China hasn’t levied an income tax on some agricultural businesses since 2008 in an attempt to increase production and yields. Dongfang Modern derives about 40 percent of its annual profits from government incentives, Chief Financial Officer Edward Yuen said.
“It’s close to impossible” that the policy will be changed, Cai said. China will end up importing food if farmers aren’t given tax handouts, he said.
The laws have helped Dongfang Modern stay debt free even as it bought plantations, increasing its cultivation area by 15 percent since 2013 to about 8,600 hectares (21,000 acres). Production rose 19 percent to 240,000 metric tons for the year ended March 31, leading to sales of A$199 million. Profit, excluding some items, rose 30 percent to A$90 million.

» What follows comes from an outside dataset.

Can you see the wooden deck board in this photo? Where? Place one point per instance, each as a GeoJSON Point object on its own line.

Those results placed Dongfang Modern ahead of Asian Citrus Holdings Ltd., which recorded 2015 sales of 765.5 million yuan (A$162 million). Demand for fruit will continue to increase as rising disposable incomes in China make consumers more health conscious, Chief Executive Officer Chiu “Charles” So said. That’s why even more plantation purchases are on the cards, he said.
In Australia, Dongfang Modern wants to buy an Australian olive-oil producer, So said. It plans to use the intellectual property acquired to process camellia oil, a popular cooking oil in China.
A camellia oil business wouldn’t be eligible for tax incentives in China, Patersons’ Chesters said. The company would also have to raise money for any Australian purchases by selling more shares, he predicts.
That may attract institutional shareholders to a stock that’s not very liquid because of Cai’s large stake. Australian financial institutions typically are circumspect of investing in companies that have all their operations in China and are controlled by a large, single holder, Chesters said.
“The issue is there’s no research out there,” said Barry Dawes, whose Paradigm Securities led Dongfang Modern’s IPO.
The shares rose 7 percent to A$2.45 today as of 2:07 p.m. Sydney time, the biggest gain in more than a month. Chesters projected the shares will drop to A$2.08 in a year. Investment risks include the company expanding into new businesses and regions as well as “fluid” tax legislation in China that could change rules governing income taxes and dividends paid by the operating unit in China, Chesters said.
This year, six Chinese and Hong Kong companies, including China Dairy Corp., have followed Dongfang’s path to Australia as of April 8, according to ASX Ltd. data, driven partly by a moratorium on IPOs in China last year.
“I’m seeing a range of them,” Paradigm’s Dawes said. He said he’s working with Living Cities Development Group Ltd., which is listed on the ASX and is planning to build a mall in Sichuan province.
“It’s still difficult to list in Shanghai, in Shenzhen,” Sydney-based Dawes said. “Here there’s greater transparency.”